When it came to writing about travels, few journalists could rival William F. Buckley Jr. Author of sixteen novels, Buckley was a master storyteller who skillfully balanced the apparently conflicting devices of fiction with the elements of reporting to create entertaining travel pieces suffused with exuberance and authority. With a flair for literary journalism, a fondness for friendship, and a passion for fun, Buckley was an elegant jet-setter whose travel writings deserve compiling into a single volume. These selections—spanning nearly a lifetime of adventures on boats, trains, and planes around the world for work or pleasure—broaden the scope and deepen the significance of Buckley’s oeuvre. The collection also helps preserve Buckley’s legacy as his centenary, in 2025, approaches.

            But why now a book about travel and travel writing, when the landscape for the genre appears to be shifting? The New York Times, for example, dropped its thick travel section from the Sunday paper, then brought it back as a weekly page. National Geographic Traveler, a reputable brand, discontinued its US edition, and Lonely Planet, the most trusted name in guide books, rethought its collection of newly offered titles. Perhaps the most important development took place when the Best American Travel Writing, an anthology published annually for twenty-two years, released its final volume in 2021. Reacting to this news, Thomas Swick at Lithub suggested that the genre has “mystifyingly lost its allure.” But has it? I side with author Carl Thompson, who believes, “Travel writing is currently a flourishing and highly popular literary genre […] [R]ecent decades have undoubtedly witnessed a travel writing ‘boom,’ and this boom shows no signs of abating in the near future.” Although Thompson made those claims more than a decade ago in his book Travel Writing, some evidence supports embracing it today. Take the Lowell Thomas Travel Journalism Competition. Recognizing “excellence in the field” since 1985, and administered by the Society of American Travel Writers Foundation, this prestigious contest received 1,278 entries in thirty-seven categories for material produced in 2020—a year when travel was, to say the least, uncertain due to the worldwide pandemic.
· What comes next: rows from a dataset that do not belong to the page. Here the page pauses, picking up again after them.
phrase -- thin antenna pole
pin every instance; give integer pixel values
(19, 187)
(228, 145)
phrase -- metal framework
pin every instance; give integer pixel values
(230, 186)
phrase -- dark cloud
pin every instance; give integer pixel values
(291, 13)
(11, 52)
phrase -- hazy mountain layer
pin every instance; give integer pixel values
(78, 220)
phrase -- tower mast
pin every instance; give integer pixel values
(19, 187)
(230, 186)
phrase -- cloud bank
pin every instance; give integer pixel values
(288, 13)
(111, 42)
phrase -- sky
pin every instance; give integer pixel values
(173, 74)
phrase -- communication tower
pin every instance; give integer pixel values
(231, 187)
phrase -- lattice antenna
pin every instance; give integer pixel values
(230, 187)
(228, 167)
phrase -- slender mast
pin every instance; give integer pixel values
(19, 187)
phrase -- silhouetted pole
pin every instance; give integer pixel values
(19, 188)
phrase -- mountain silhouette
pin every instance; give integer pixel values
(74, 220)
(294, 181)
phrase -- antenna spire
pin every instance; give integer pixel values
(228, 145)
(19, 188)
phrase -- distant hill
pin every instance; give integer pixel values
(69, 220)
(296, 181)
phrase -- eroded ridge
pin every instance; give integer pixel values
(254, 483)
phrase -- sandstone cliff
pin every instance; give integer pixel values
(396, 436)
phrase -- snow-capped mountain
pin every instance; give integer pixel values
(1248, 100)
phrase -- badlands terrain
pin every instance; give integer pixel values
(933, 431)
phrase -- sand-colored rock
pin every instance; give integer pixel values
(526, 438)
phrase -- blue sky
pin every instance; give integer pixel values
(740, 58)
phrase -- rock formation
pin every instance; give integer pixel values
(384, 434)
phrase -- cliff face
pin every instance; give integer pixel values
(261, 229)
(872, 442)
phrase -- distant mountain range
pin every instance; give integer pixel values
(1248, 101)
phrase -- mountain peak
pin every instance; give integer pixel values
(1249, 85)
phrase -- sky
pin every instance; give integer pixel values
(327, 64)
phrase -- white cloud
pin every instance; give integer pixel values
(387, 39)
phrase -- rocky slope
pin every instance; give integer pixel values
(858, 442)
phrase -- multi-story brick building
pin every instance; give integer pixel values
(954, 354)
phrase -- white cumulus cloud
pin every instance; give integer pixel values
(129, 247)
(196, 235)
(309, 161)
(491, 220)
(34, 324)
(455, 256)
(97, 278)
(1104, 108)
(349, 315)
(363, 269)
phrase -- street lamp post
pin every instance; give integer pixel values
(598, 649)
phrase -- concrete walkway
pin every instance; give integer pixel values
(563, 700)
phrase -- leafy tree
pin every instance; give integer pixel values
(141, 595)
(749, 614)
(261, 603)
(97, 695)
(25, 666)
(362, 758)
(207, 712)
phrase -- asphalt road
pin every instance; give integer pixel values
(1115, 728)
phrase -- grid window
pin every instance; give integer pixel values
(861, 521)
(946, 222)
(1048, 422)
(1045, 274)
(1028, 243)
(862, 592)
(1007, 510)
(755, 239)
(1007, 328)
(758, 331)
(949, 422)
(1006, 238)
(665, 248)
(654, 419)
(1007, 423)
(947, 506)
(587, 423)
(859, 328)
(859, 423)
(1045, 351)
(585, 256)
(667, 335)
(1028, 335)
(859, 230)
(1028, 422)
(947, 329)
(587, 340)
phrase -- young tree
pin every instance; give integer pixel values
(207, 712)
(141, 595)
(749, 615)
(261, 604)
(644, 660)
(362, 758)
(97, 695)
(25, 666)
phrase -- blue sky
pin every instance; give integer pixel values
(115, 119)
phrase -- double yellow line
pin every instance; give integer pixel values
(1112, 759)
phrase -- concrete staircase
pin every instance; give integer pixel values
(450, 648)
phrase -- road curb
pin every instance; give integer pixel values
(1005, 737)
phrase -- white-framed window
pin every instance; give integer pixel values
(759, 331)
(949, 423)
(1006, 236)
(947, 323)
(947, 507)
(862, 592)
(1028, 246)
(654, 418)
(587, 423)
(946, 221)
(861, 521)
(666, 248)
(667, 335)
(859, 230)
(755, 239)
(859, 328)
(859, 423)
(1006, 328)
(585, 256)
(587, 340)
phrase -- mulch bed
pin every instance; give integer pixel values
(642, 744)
            Demonstrating the genre’s resiliency, as well, technology has facilitated the growth of blogs, newsletters, multimedia presentations, and social-media platforms as vibrant outlets. What is more, travel writing has sustained a gradual ascent in academia arguably ever since the publication of Paul Fussell’s 1980 pioneering book Abroad: British Literary Travel Between the Wars. Once thought too “popular” for legitimate Ivory Tower scholarship, travel writing is now an acceptable field of inquiry—although a) much of it is informed by trendy themes and b) a commercially successful author like Paul Theroux still might be thought lowbrow. Which brings up the travel writer’s motivation. Jan Lukacs “travel[ed] to certain places because of their history” and later gathered the essays into a wonderful book, Destinations Past, which he maintains “is not really a travel book, and… not travel-writing.” But it really is. In the soul of every travel writer resides the pedagogue, whose wanderlust inspires a personally fulfilling journey of discovery to be shared with readers. For the travel writing journalist, however, there’s one measure of success: “A story,” writes doyen of travel Tim Cahill, “is the essence of the travel essay. Readers want something that holds their attention. They want to be entertained and informed.”